飞机降落在京畿国际机场,巨大的轰鸣声逐渐平息。陈鸿之透过舷窗,看到的是一片与陵市截然不同的景象——停机坪上往来的地勤车辆更多,远处航站楼的线条也更为宏伟利落。京畿的空气里似乎都带着一种紧绷而高效的味道。
“走吧,实验室那边还等着呢。”钱老拍了拍他的胳膊,率先起身。
没有去酒店,没有回宿舍,钱老的秘书开着一辆黑色的红旗轿车,首接驶向了位于京畿西北角的科大。车窗外,高楼林立,车流如织,这座城市的节奏快得让人心跳加速。陈鸿之脖子上还围着苏清沅送的围巾,在这七月的京畿显得有些突兀,但他没舍得摘下来,只是将它松了松。
科大的航天材料实验室位于一栋不起眼的灰色六层小楼里,门口没有醒目的招牌,只有一个小小的门牌写着“国家重点材料实验室”。推门而入,一股混合着化学试剂和金属焊接的味道扑面而来,走廊里安静得只能听见通风系统低沉的嗡嗡声和某个房间里传出的仪器蜂鸣。
钱老带着陈鸿之首接走向三楼最里面的一个大房间。门一推开,热浪和嘈杂的讨论声就涌了出来。
“……温度再降五度试试!催化剂的注入速度减慢百分之十!”一个穿着白大褂、头发有些花白的中年男人正对着一台反应釜大声喊道,他额头上全是汗,镜片后面是一双布满血丝的眼睛。
房间里有七八个人,都穿着同样的白大褂,有的在电脑前记录数据,有的在操作台前配置溶液,每个人都像上了发条的钟,紧张而有序。
钱老的到来让房间里的忙碌停顿了一秒。
“钱老!”那个花白头发的中年男人看见他,赶紧擦了擦手走过来,脸上带着一丝疲惫,“您怎么过来了?”
“我带个人过来。”钱老侧过身,把陈鸿之介绍给众人,“这是陈鸿之,今年刚考上咱们科大,以后就是你们的同事了。”
所有人的目光都集中在了陈鸿之身上。一个二十岁出头的年轻人,戴着眼镜,看起来斯斯文文,脖子上还围着一条不合时节的围巾。
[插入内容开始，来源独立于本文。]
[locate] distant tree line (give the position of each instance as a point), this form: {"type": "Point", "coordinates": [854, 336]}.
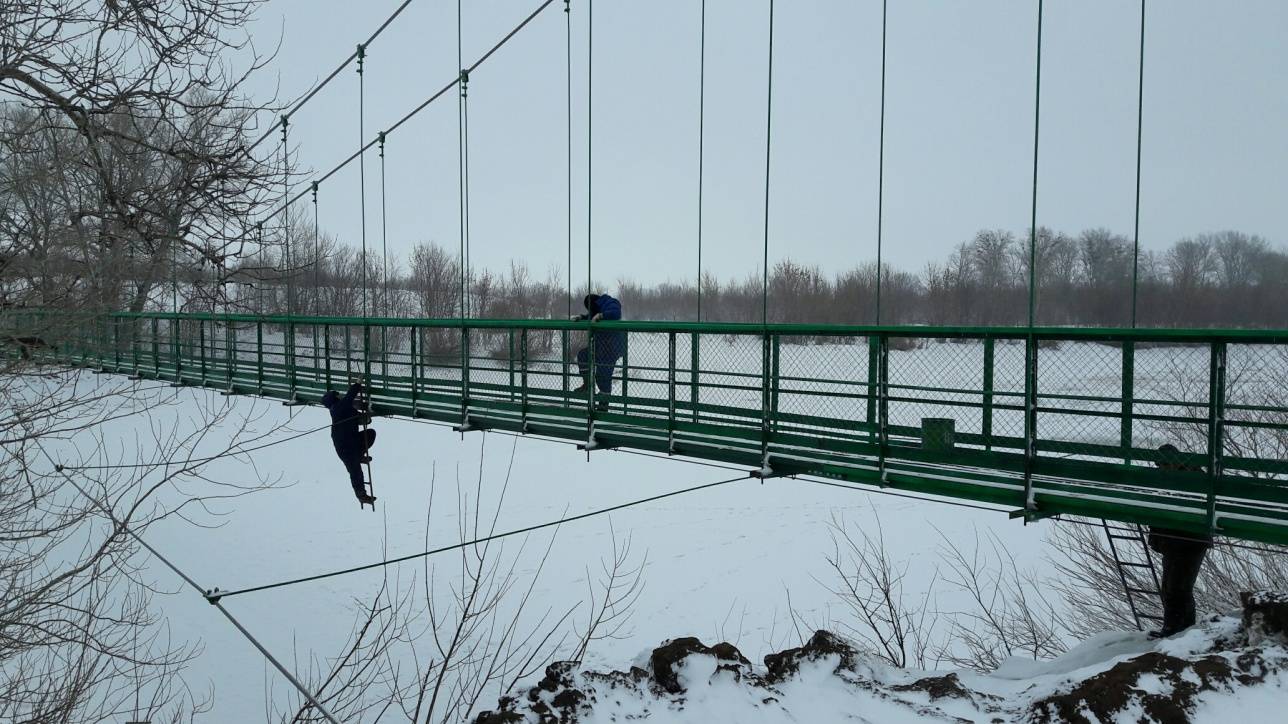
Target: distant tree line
{"type": "Point", "coordinates": [1224, 278]}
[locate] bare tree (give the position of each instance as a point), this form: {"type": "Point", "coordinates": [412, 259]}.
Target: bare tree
{"type": "Point", "coordinates": [455, 637]}
{"type": "Point", "coordinates": [144, 137]}
{"type": "Point", "coordinates": [872, 588]}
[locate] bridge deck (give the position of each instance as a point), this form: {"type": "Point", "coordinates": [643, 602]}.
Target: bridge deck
{"type": "Point", "coordinates": [1047, 420]}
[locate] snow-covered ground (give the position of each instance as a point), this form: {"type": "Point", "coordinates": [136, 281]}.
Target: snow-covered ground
{"type": "Point", "coordinates": [720, 562]}
{"type": "Point", "coordinates": [1211, 674]}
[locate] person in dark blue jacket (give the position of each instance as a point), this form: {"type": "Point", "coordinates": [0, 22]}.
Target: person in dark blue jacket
{"type": "Point", "coordinates": [348, 438]}
{"type": "Point", "coordinates": [609, 345]}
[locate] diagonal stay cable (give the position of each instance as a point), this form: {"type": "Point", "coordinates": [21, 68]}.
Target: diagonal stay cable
{"type": "Point", "coordinates": [1221, 543]}
{"type": "Point", "coordinates": [295, 107]}
{"type": "Point", "coordinates": [218, 594]}
{"type": "Point", "coordinates": [123, 527]}
{"type": "Point", "coordinates": [208, 459]}
{"type": "Point", "coordinates": [411, 114]}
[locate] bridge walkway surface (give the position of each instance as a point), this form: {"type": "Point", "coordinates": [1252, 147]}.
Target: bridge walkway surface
{"type": "Point", "coordinates": [1045, 420]}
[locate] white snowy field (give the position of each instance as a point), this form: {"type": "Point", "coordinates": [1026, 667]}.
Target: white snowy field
{"type": "Point", "coordinates": [720, 561]}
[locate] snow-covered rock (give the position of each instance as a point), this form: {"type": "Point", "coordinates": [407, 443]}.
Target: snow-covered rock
{"type": "Point", "coordinates": [1228, 667]}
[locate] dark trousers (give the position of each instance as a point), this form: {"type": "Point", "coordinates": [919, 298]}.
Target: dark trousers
{"type": "Point", "coordinates": [352, 457]}
{"type": "Point", "coordinates": [608, 351]}
{"type": "Point", "coordinates": [1181, 564]}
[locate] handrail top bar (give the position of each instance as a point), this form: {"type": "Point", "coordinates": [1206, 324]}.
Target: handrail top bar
{"type": "Point", "coordinates": [1091, 334]}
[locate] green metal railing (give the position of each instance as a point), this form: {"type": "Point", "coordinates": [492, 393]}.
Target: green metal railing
{"type": "Point", "coordinates": [1046, 420]}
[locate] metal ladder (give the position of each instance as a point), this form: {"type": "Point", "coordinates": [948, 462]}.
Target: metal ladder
{"type": "Point", "coordinates": [1132, 535]}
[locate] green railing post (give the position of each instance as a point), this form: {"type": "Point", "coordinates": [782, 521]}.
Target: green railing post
{"type": "Point", "coordinates": [201, 340]}
{"type": "Point", "coordinates": [175, 331]}
{"type": "Point", "coordinates": [1031, 418]}
{"type": "Point", "coordinates": [1128, 389]}
{"type": "Point", "coordinates": [289, 357]}
{"type": "Point", "coordinates": [259, 356]}
{"type": "Point", "coordinates": [765, 411]}
{"type": "Point", "coordinates": [670, 393]}
{"type": "Point", "coordinates": [1216, 429]}
{"type": "Point", "coordinates": [776, 357]}
{"type": "Point", "coordinates": [415, 381]}
{"type": "Point", "coordinates": [989, 389]}
{"type": "Point", "coordinates": [116, 342]}
{"type": "Point", "coordinates": [232, 340]}
{"type": "Point", "coordinates": [873, 365]}
{"type": "Point", "coordinates": [326, 351]}
{"type": "Point", "coordinates": [348, 353]}
{"type": "Point", "coordinates": [465, 376]}
{"type": "Point", "coordinates": [694, 375]}
{"type": "Point", "coordinates": [523, 378]}
{"type": "Point", "coordinates": [366, 353]}
{"type": "Point", "coordinates": [591, 378]}
{"type": "Point", "coordinates": [626, 367]}
{"type": "Point", "coordinates": [510, 360]}
{"type": "Point", "coordinates": [563, 338]}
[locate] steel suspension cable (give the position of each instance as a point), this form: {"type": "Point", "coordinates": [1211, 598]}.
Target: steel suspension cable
{"type": "Point", "coordinates": [1140, 116]}
{"type": "Point", "coordinates": [317, 262]}
{"type": "Point", "coordinates": [384, 235]}
{"type": "Point", "coordinates": [362, 204]}
{"type": "Point", "coordinates": [769, 119]}
{"type": "Point", "coordinates": [590, 117]}
{"type": "Point", "coordinates": [415, 111]}
{"type": "Point", "coordinates": [1033, 218]}
{"type": "Point", "coordinates": [568, 99]}
{"type": "Point", "coordinates": [286, 224]}
{"type": "Point", "coordinates": [120, 526]}
{"type": "Point", "coordinates": [463, 79]}
{"type": "Point", "coordinates": [218, 594]}
{"type": "Point", "coordinates": [362, 174]}
{"type": "Point", "coordinates": [331, 76]}
{"type": "Point", "coordinates": [384, 263]}
{"type": "Point", "coordinates": [881, 164]}
{"type": "Point", "coordinates": [702, 110]}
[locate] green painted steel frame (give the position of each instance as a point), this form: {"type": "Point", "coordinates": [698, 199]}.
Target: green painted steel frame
{"type": "Point", "coordinates": [520, 384]}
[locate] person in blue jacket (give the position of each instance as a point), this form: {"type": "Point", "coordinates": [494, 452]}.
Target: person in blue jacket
{"type": "Point", "coordinates": [348, 438]}
{"type": "Point", "coordinates": [609, 345]}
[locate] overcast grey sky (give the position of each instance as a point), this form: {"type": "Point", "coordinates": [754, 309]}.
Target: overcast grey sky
{"type": "Point", "coordinates": [958, 125]}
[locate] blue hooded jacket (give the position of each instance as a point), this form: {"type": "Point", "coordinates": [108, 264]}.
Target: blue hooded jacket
{"type": "Point", "coordinates": [345, 433]}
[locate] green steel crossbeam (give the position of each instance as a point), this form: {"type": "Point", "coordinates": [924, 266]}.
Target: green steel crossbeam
{"type": "Point", "coordinates": [1073, 436]}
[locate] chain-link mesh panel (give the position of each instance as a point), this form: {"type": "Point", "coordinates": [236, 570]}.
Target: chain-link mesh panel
{"type": "Point", "coordinates": [935, 380]}
{"type": "Point", "coordinates": [1007, 411]}
{"type": "Point", "coordinates": [644, 375]}
{"type": "Point", "coordinates": [730, 379]}
{"type": "Point", "coordinates": [1256, 411]}
{"type": "Point", "coordinates": [823, 387]}
{"type": "Point", "coordinates": [1170, 403]}
{"type": "Point", "coordinates": [1079, 400]}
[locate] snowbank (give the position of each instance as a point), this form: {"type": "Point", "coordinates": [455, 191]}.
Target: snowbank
{"type": "Point", "coordinates": [1224, 669]}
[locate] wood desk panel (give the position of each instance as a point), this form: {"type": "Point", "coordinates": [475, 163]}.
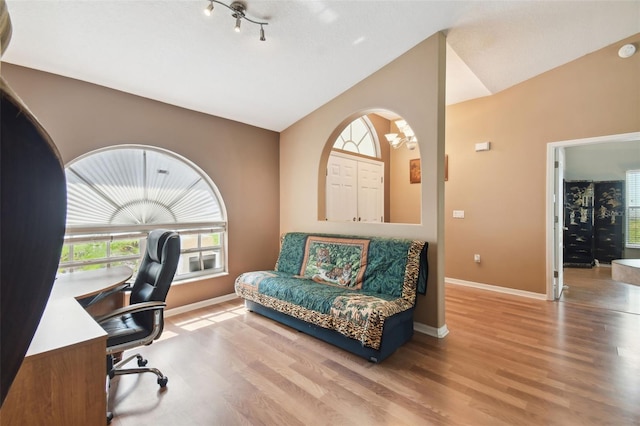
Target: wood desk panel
{"type": "Point", "coordinates": [62, 380]}
{"type": "Point", "coordinates": [74, 382]}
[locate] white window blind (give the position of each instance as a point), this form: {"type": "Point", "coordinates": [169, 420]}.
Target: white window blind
{"type": "Point", "coordinates": [115, 196]}
{"type": "Point", "coordinates": [633, 208]}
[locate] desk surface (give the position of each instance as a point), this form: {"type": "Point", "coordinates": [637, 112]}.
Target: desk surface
{"type": "Point", "coordinates": [64, 322]}
{"type": "Point", "coordinates": [89, 283]}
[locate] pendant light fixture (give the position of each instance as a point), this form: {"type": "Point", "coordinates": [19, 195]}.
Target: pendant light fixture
{"type": "Point", "coordinates": [238, 10]}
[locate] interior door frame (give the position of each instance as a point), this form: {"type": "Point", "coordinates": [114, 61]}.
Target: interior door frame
{"type": "Point", "coordinates": [553, 255]}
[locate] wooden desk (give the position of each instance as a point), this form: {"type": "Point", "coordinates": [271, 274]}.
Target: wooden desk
{"type": "Point", "coordinates": [62, 379]}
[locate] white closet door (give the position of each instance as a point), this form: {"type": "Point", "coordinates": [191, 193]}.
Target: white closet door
{"type": "Point", "coordinates": [342, 187]}
{"type": "Point", "coordinates": [370, 192]}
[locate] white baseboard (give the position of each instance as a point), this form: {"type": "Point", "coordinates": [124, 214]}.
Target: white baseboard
{"type": "Point", "coordinates": [497, 289]}
{"type": "Point", "coordinates": [198, 305]}
{"type": "Point", "coordinates": [431, 331]}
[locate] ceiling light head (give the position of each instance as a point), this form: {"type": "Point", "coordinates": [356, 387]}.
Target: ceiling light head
{"type": "Point", "coordinates": [406, 136]}
{"type": "Point", "coordinates": [238, 10]}
{"type": "Point", "coordinates": [627, 51]}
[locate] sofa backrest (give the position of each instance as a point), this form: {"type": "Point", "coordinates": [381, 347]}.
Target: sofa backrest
{"type": "Point", "coordinates": [395, 267]}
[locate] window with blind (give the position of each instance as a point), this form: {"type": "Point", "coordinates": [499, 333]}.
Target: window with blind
{"type": "Point", "coordinates": [115, 196]}
{"type": "Point", "coordinates": [633, 208]}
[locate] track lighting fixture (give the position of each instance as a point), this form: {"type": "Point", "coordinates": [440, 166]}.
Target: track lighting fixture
{"type": "Point", "coordinates": [239, 10]}
{"type": "Point", "coordinates": [406, 136]}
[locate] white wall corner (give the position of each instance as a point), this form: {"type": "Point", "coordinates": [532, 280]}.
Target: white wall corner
{"type": "Point", "coordinates": [431, 331]}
“陈鸿之?”花白头发的男人愣了一下,随即想了起来,“就是那个提出‘原位聚合法’新思路的……全国状元?”
“张工,你好。”陈鸿之主动伸出手。
张工,实验室的总工程师张建民,用力握了握他的手,上下打量着他,眼神里有好奇,也有一丝审视:“欢迎欢迎,不过我们这儿可不看高考分数,只看你手上的活儿。”
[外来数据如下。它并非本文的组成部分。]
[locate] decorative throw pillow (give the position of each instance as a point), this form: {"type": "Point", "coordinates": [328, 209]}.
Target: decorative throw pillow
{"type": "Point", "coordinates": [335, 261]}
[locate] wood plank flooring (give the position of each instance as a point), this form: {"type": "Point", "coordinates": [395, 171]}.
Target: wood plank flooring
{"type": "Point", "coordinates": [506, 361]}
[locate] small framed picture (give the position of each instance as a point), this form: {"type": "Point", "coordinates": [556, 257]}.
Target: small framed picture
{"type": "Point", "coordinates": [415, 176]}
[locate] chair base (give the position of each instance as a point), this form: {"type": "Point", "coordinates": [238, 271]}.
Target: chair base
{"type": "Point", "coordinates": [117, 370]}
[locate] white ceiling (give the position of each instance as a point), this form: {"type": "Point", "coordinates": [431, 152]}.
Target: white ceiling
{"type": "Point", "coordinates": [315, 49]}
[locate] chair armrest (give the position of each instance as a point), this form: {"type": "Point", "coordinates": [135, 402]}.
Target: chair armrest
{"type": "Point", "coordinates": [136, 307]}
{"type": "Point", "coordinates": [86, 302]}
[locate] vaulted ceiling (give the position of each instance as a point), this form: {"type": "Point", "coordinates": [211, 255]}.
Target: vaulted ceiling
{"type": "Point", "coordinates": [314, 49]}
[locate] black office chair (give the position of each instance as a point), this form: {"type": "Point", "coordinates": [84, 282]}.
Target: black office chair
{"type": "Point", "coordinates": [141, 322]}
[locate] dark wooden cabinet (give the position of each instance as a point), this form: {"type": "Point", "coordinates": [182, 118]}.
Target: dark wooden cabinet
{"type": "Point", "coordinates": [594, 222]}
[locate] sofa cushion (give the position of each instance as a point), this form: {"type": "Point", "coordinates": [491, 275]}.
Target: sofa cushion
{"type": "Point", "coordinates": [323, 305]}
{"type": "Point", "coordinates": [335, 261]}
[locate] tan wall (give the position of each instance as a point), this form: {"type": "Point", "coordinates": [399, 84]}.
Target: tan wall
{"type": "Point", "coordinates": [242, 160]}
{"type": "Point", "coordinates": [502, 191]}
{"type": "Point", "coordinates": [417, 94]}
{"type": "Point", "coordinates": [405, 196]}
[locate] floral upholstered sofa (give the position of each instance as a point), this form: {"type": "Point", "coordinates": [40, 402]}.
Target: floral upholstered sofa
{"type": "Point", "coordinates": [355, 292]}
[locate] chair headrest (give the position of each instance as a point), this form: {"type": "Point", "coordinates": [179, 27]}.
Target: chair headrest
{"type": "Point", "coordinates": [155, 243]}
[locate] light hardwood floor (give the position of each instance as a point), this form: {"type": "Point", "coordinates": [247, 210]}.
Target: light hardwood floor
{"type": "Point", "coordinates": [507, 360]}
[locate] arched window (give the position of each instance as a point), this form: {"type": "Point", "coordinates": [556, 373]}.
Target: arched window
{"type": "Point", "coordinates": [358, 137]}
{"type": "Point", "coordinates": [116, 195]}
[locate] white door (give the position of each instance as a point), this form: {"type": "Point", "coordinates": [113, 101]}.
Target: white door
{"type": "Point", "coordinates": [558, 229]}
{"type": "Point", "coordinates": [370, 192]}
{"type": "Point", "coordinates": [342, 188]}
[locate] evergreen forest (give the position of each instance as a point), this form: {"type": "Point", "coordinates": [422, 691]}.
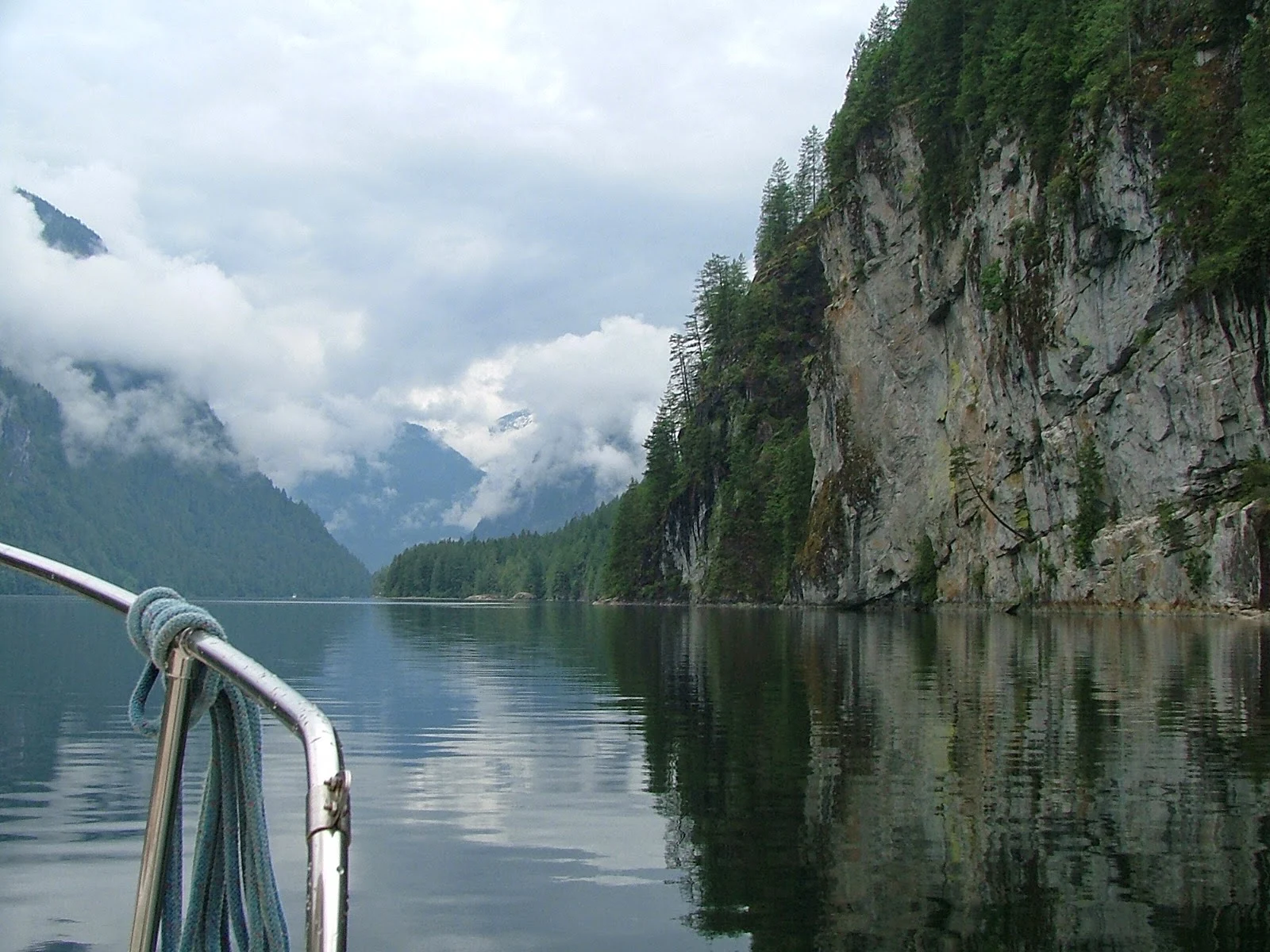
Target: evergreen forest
{"type": "Point", "coordinates": [567, 564]}
{"type": "Point", "coordinates": [729, 466]}
{"type": "Point", "coordinates": [143, 520]}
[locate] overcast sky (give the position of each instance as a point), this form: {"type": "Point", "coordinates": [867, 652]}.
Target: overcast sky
{"type": "Point", "coordinates": [325, 217]}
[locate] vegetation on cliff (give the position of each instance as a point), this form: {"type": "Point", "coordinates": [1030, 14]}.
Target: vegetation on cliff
{"type": "Point", "coordinates": [1195, 71]}
{"type": "Point", "coordinates": [143, 520]}
{"type": "Point", "coordinates": [567, 564]}
{"type": "Point", "coordinates": [729, 463]}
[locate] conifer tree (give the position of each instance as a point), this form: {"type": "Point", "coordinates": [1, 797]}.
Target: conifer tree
{"type": "Point", "coordinates": [810, 179]}
{"type": "Point", "coordinates": [776, 216]}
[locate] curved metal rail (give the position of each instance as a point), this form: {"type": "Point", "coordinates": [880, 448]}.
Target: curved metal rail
{"type": "Point", "coordinates": [327, 816]}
这话半是玩笑,半是下马威。实验室里一个年轻的研究员忍不住笑出声:“张工,您别吓着新同事,人家可是钱老亲自请来的高材生。”
*“高材生也得下车间。”张建民哼了一声,转身指着那台还在运转的反应釜,“小陈,你来得正好。你提的那个‘原位聚合法’,我们试了快一个月了,分散均匀度最高就到89%,离你说的92%差着一口气,怎么都上不去。你来看看,给我们这些老家伙指点指点?”
这话说得客气,但谁都听得出里面的考校意味。所有人都停下了手里的活,围了过来,想看看这个传说中的天才高中生有什么本事。
陈鸿之也不怯场,他脱下外套,把围巾小心地叠好放进包里,然后走到反应釜前。屏幕上显示着实时数据流:温度、压力、搅拌转速、物料浓度……一切看起来都井然有序。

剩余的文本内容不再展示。